A teacher's painted face offers lessons

A dollar ninety-nine, plus tax, bought me a box of 45 faces - or the equivalent - one for each day I'm teaching this fall at West Chester University of Pennsylvania. I've used my set of children's paints to adorn my face before I serve up nouns and verbs to students in my advanced Spanish classes.

A sunflower on my right cheek greeted students the first day. A bolt of lightning slashed down my face at our second meeting. The third day, when I came in with a big red question mark on my forehead, a student finally asked: "??iquest??Qué es lo de la cara pintada?" (What's up with the painted face?)

A fair question. Turns out, it has more answers than I thought. I've learned that a painted face trumps a brown skin when it comes to students' perceptions. The face paint catches students by surprise, throws off their expectations. The flowers, fish, and bees on my face sweep away, or at least suspend, preconceptions. My students can take me in with less racial garbage. We have a straight shot at connection and knowledge.

A colleague, also a black woman, shed more light on the racial angle. "Our students expect us to be angry because they know we've struggled," she said. "They're afraid they'll bear the brunt of it. The fish on your face gives them a different message."

The faces also let me put sauce on the vocabulary I serve up. Few of my students will forget la bombilla after seeing a glowing light bulb, outlined in black, painted in the middle of my forehead. Arco iris, rainbow, will stick with them for the same reason. My rainbow so pleased a colleague that she had me paint one on her. "This pretty much cancels out my business suit," she said, "but what the heck!"

My paints helped me portray part of a continent's cultural heritage. I have a Bogolanfini, or mud cloth, skirt. The Bamana people of Mali weave this cloth and give it stark white-on-black designs. One day, I painted my face to echo the skirt's pattern. My vision outstripped my skill, but I wore that face into class anyway. I spoke, en español, about the Bamana and other West African ethnic groups who lost people to the slave trade.

The colors on my face address broader issues of college life. They provide a platform on which to stand against the life-sapping grayness of academia. Teaching is serious business, but it need not be dry.

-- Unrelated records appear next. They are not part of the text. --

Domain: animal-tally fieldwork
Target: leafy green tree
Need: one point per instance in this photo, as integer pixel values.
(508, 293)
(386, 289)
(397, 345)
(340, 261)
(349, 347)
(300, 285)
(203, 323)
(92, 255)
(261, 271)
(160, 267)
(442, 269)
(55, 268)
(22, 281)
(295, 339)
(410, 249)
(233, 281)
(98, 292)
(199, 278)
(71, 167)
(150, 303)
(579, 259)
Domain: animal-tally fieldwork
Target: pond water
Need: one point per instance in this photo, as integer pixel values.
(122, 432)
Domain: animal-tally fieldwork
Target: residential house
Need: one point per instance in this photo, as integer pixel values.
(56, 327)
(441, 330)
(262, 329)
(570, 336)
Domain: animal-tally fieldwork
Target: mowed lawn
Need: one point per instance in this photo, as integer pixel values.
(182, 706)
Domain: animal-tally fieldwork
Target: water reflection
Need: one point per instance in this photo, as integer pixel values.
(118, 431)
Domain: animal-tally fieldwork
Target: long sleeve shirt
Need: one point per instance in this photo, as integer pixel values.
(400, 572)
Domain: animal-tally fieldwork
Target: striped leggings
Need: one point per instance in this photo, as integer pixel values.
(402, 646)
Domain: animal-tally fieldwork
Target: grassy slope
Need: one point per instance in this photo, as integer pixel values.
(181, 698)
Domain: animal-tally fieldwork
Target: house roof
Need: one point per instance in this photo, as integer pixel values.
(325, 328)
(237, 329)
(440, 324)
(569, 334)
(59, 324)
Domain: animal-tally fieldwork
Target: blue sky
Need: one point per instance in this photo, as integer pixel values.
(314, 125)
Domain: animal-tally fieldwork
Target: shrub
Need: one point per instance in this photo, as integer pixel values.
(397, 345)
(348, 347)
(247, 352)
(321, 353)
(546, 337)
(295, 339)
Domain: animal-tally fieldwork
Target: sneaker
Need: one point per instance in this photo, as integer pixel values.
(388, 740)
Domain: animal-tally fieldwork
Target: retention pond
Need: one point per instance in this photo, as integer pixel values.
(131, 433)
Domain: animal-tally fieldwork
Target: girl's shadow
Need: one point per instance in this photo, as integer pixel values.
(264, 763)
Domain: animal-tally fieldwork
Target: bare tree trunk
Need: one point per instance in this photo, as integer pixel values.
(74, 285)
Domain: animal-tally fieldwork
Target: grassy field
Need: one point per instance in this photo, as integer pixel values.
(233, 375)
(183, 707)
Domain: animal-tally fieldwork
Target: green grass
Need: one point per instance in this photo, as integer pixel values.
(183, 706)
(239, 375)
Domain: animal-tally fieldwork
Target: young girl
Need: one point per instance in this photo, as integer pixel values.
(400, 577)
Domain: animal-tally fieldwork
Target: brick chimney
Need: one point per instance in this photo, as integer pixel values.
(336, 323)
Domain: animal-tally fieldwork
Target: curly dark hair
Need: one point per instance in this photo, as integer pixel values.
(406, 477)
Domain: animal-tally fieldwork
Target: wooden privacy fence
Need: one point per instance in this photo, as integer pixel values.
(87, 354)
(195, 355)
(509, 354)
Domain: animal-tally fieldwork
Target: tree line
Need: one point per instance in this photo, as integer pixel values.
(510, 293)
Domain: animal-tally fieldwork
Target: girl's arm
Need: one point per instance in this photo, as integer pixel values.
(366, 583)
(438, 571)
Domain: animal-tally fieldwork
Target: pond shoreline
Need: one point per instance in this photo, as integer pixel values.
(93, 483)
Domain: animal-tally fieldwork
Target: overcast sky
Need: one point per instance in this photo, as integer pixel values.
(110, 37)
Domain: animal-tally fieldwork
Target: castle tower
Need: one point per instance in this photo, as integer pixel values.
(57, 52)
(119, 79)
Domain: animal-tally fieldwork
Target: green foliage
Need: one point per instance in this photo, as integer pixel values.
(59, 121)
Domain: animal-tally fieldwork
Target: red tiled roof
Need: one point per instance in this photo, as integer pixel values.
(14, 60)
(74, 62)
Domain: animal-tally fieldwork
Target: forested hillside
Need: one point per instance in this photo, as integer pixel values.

One of my striped faces carried a visual cry of alarm. The door out of poverty that public higher education has offered students of color is swinging shut. Their funding slashed, state colleges and universities nationwide have ditched programs, cut full-time faculty, supersized classes, and hiked tuition. Students of color try to wrest a good education from these circumstances.

My flowering faces are more personal. Each one holds a celebration, a mini-Mardi Gras. My husband died two years ago. Though our 30-year marriage was troubled at times, I mourn him beyond anything I could have imagined. Yet, the quick stabbings of grief come less often now. Through the colors of my paint box - red, yellow, green, blue, black, and white - I rejoice in a lighter life.

And I'll admit that my faces indulge a sense of mischief. One day I painted my nose black and drew whiskers coming from it. When my students asked about that face, I said I was celebrating "El Día International del Gato," International Cat Day.

My students ask me what I'll paint next. Maybe I'll branch out and take a cue from my son's childhood with a paper crown, a cardboard scepter, or tin-foil wings. But I'll save that for second semester.

Constance Garcia-Barrio teaches advanced Spanish at West Chester University.